Se estima que en México hay un millón 200 mil enfermos de hepatitis C, enfermedad que ha ocasionado más fallecimientos que el Síndrome de Inmunodeficiencia Adquirida en el mundo. Cipriano Borges Cordero, investigador de la Dirección General de Servicios Médicos de la UNAM indicó que por sus características y alta mortandad, la hepatitis C ha sido denominada "la pandemia silenciosa del milenio".
"Infecta muchas veces más gente que el virus que causa el sida", dijo.
Hasta el momento, la morbilidad mundial por esta enfermedad fluctúa entre 170 a 300 millones de personas; en Estados Unidos se encuentran los rangos entre 15 y 19 millones de personas y en México asciende a un millón 200 mil.
Sólo 20 por ciento de los infectados son capaces de depurar el virus y curarse, pero aún no se ha desarrollado una vacuna.
Esta enfermedad es un virus que puede conducir al daño serio, permanente del hígado, y en muchos casos la muerte.
Hay por lo menos seis virus identificados que pueden causar enfermedad del hígado: hepatitis A, B, C, D, E y G, que varían en su severidad y características.
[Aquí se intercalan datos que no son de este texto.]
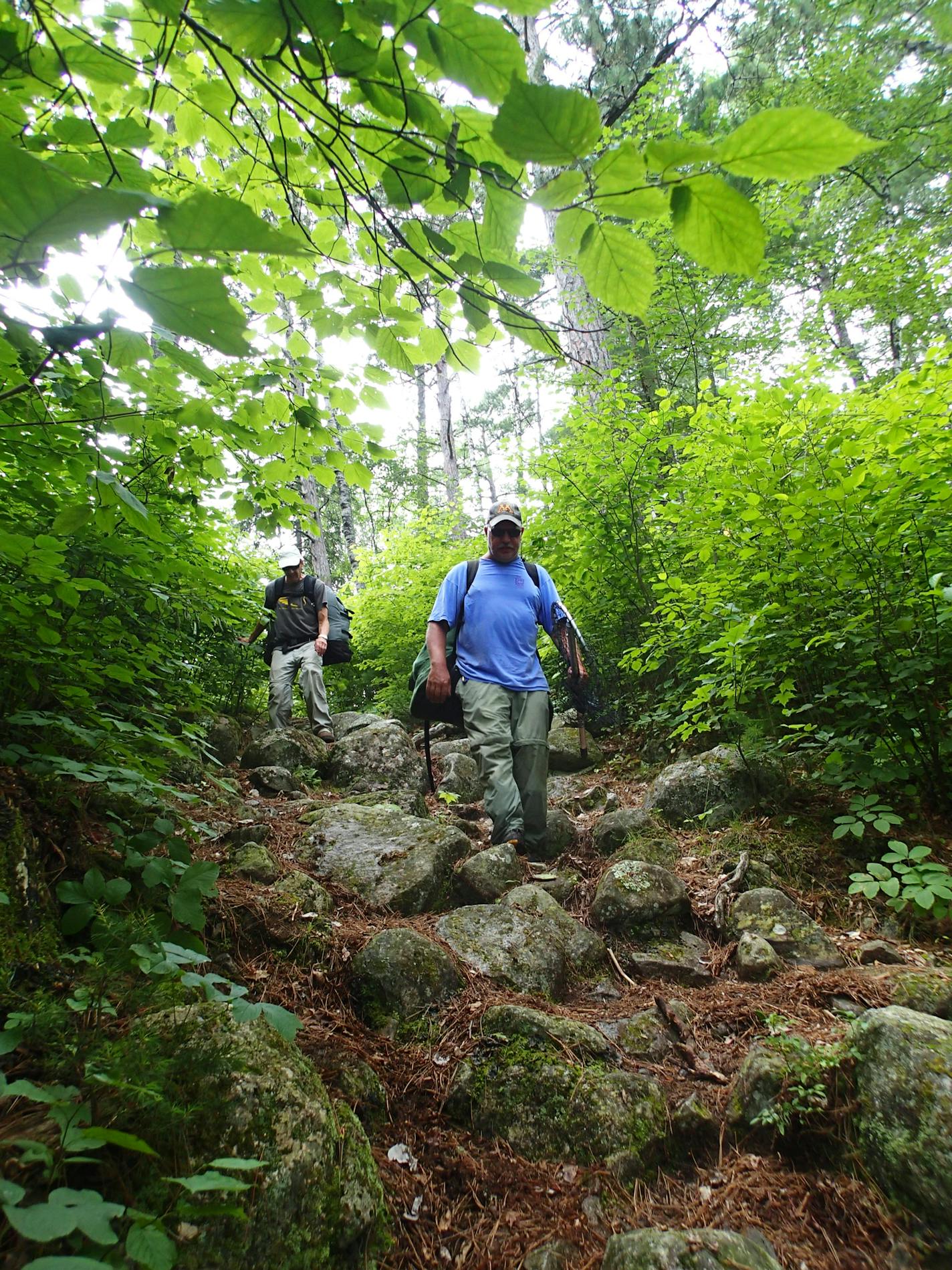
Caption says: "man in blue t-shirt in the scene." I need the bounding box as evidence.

La hepatitis C, a diferencia de los otros tipos virales, es muy difícil que el sistema inmune la supere.
De ahí, explicó Borges Cordero, que esta enfermedad sea la causa de 20 por ciento de las hepatitis agudas; 70 por ciento de las crónicas, 40 por ciento de las cirrosis, 60 por ciento de las de carcinoma hepatocelular y 30 por ciento de los trasplantes hepáticos.
El curso de la enfermedad varía de acuerdo con la carga viral, la ingesta de alcohol, la infección de otros organismos patógenos y otras variables.
El virus de la hepatitis C fue identificado en 1989, pero se estima que la mayoría de las personas que adquirieron esta infección fue hace más de 20 años.
En el caso de México las transfusiones de sangre explican casi 10 por ciento de todas las causas de hepatitis C. Antes de 1990 no había pruebas para la hepatitis C en sangre donada, y entre el riesgo de la infección estaban 8 por ciento y 10 por ciento . Desde 1993 el riesgo ha sido insignificante, pero comienzan a descubrirse los casos de personas que desde hace 20 años se infectaron por este virus, que se presenta de manera asintomática y que sólo se reconoce cuando ha causado daños significativos al hígado.
Para Borges Cordero esta enfermedad es un problema de salud pública, pues sólo 20 por ciento de los infectados son capaces de depurar el virus y curarse, pero aún no se ha desarrollado una vacuna.
Sin la intervención rápida para acortar la extensión de la enfermedad, el índice de mortalidad de la hepatitis C sobrepasa los casos de fallecimientos de sida.
No obstante, aclaró que existen riesgos de que esta enfermedad se propague, pues hay personas que desconocen que son portadores de hepatitis C, entre los que pueden estar usuarios de drogas inyectables, los que gustan de tatuarse, los que tienen relaciones sexuales sin protección (condón) y los que incurren en prácticas promiscuas.
Los síntomas más comunes de este mal son fatiga, fiebre, pérdida de apetito, dolor abdominal, náuseas y a veces diarrea.
La hepatitis C, conjuntamente con la B, abarca 75 por ciento de todos los casos de la enfermedad del hígado alrededor del mundo.
A pesar de que no hay una vacuna contra este virus, una persona a la que se le detecta a tiempo puede recuperarse.
Respecto a la hepatitis B, que tiene capacidad para producir infección hepática persistente y cáncer de hígado, comentó que en Estados Unidos la padecen 5 millones de personas, mientras en México entre 5 por ciento y 10 por ciento de la población la desarrolla.
Sobre la hepatitis A, cuyo microorganismo causante fue identificado en 1973, el médico recordó que es un padecimiento endémico en niños y adolescentes, porque 90 por ciento de los adultos ha desarrollado anticuerpos; su tipo fulminante sólo se presenta en 1 por ciento de los afectados.